Fonctions et architecture

Questions techniques sur le moteur XDP, les plugins, la sécurité, le système de frames et les conventions de développement BeamReactor.

À quoi sert frameheader() ?+
frameheader() ouvre une section visuelle (frame) dans la page. Elle affiche le titre du plugin ou de la section et crée le conteneur HTML dans lequel le contenu sera rendu. Usage : frameheader('Mon titre', 'h3', false). Les niveaux de titre suivent la hiérarchie HTML : h1 pour le titre de page (une seule fois), h2 pour les sections principales, h3 et au-delà pour les frames et widgets. Un plugin appelé directement doit commencer par : if($obj=='mon_plugin.php') frameheader($dialplugindisplay); — cette condition évite le double affichage du header quand le plugin est inclus depuis un autre script.
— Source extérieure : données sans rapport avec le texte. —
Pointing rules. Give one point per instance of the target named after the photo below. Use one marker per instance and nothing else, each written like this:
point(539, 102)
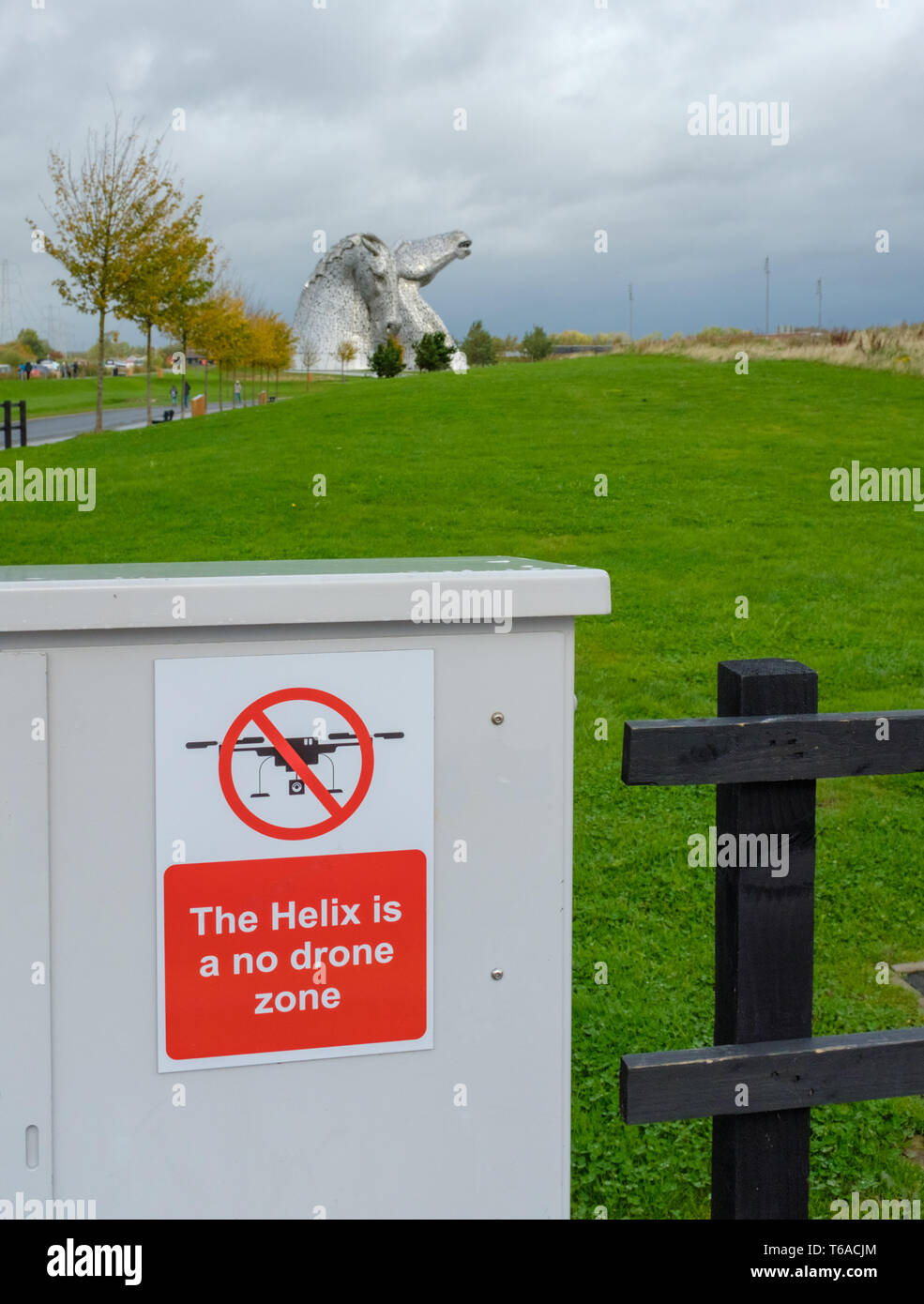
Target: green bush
point(432, 352)
point(478, 346)
point(387, 358)
point(536, 344)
Quand utiliser framefooter() ?+
framefooter() ferme la frame ouverte par frameheader(). Elle est indispensable avant d'ouvrir une nouvelle section avec frameheader(). Ne jamais appeler framefooter() sans un frameheader() qui suit, sauf en fin de page. Le pattern classique pour structurer une page en plusieurs blocs : frameheader('Section 1'); /* contenu */ framefooter(); frameheader('Section 2'); /* contenu */. Le moteur gère la fermeture finale automatiquement.
Comment structurer une page en plusieurs sections ?+
Utilisez la paire framefooter() / frameheader() pour enchaîner les sections. Chaque section crée un bloc visuel distinct avec son propre titre. Exemple : après avoir affiché un formulaire et reçu une erreur, fermez la frame courante avec framefooter(), ouvrez une nouvelle frame propre avec frameheader(''), incluez le formulaire à nouveau, puis faites return. Cela maintient l'utilisateur dans une page valide et encadrée sans redirection HTTP.
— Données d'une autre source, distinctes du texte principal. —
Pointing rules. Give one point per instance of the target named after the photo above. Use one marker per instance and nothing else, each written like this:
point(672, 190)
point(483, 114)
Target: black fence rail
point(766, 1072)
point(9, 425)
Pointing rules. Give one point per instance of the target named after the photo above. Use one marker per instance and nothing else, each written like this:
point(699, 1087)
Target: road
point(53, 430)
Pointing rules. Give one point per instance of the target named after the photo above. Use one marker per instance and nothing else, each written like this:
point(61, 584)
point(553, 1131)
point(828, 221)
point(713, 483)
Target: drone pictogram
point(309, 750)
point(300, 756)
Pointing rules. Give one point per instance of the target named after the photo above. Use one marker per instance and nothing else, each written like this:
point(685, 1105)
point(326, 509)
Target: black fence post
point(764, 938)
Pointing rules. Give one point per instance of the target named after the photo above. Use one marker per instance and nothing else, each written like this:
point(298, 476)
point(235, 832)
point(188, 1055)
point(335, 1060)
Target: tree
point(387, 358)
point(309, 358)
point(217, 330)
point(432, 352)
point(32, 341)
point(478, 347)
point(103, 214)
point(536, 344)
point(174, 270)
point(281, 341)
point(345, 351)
Comment fonctionne secure() ?+
secure() vérifie si le niveau de l'utilisateur connecté est suffisant pour accéder à une ressource. Elle prend en paramètre une constante de niveau (BASE_LEVEL_ADMIN, PLUGIN_LEVEL_MODERATOR, etc.) et retourne true ou false. Le pattern standard : frameheader($dialplugindisplay); if(!secure(PLUGIN_LEVEL_MODERATOR)) { forbids(); return; }. La frame est ouverte AVANT la vérification — forbids() s'affiche dans la frame, sinon le layout est cassé. L'astuce secure(0) vérifie simplement si l'utilisateur est connecté.
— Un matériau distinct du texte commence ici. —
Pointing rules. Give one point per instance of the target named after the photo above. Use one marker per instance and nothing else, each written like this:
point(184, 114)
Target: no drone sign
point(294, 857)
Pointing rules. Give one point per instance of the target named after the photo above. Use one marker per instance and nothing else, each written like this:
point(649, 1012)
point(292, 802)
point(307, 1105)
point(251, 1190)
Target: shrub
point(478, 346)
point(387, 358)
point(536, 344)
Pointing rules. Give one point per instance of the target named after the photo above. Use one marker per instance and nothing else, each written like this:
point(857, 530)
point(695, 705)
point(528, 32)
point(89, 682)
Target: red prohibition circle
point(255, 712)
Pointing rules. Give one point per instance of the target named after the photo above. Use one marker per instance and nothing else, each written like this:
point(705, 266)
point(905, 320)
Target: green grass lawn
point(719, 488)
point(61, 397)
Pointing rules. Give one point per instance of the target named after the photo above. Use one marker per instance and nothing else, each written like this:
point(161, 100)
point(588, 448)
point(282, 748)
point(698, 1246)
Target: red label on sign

Quels includes utiliser dans un plugin ?+
Aucun pour la config et les librairies — le moteur XDP les charge automatiquement. Le seul include autorisé est celui de la locale : include(getlocale('nom_du_plugin'));. Les fichiers .conf.inc.php et .lib.inc.php sont détectés et chargés par le moteur. Faire un require ou include manuel pour la config ou les libs provoquera un warning et un chemin cassé. De même, ne jamais inclure un module (.mod.php) — ils sont appelés exclusivement via ?obj=nom.mod.
Comment fonctionnent les traductions dans un plugin ?+
Chaque plugin a ses fichiers de traduction dans /locale/nom_du_plugin.XX.inc.php (XX = code langue ISO). Le chargement se fait via include(getlocale('nom_du_plugin'));, à appeler AVANT frameheader() pour éviter les erreurs de variable manquante. Les traductions utilisent un tableau $dialnomplugin[]. $dialplugindisplay contient le titre affiché du plugin, $dialplugincall le nom dans le centre de contrôle. getAvailableLanguages() retourne la liste des langues disponibles.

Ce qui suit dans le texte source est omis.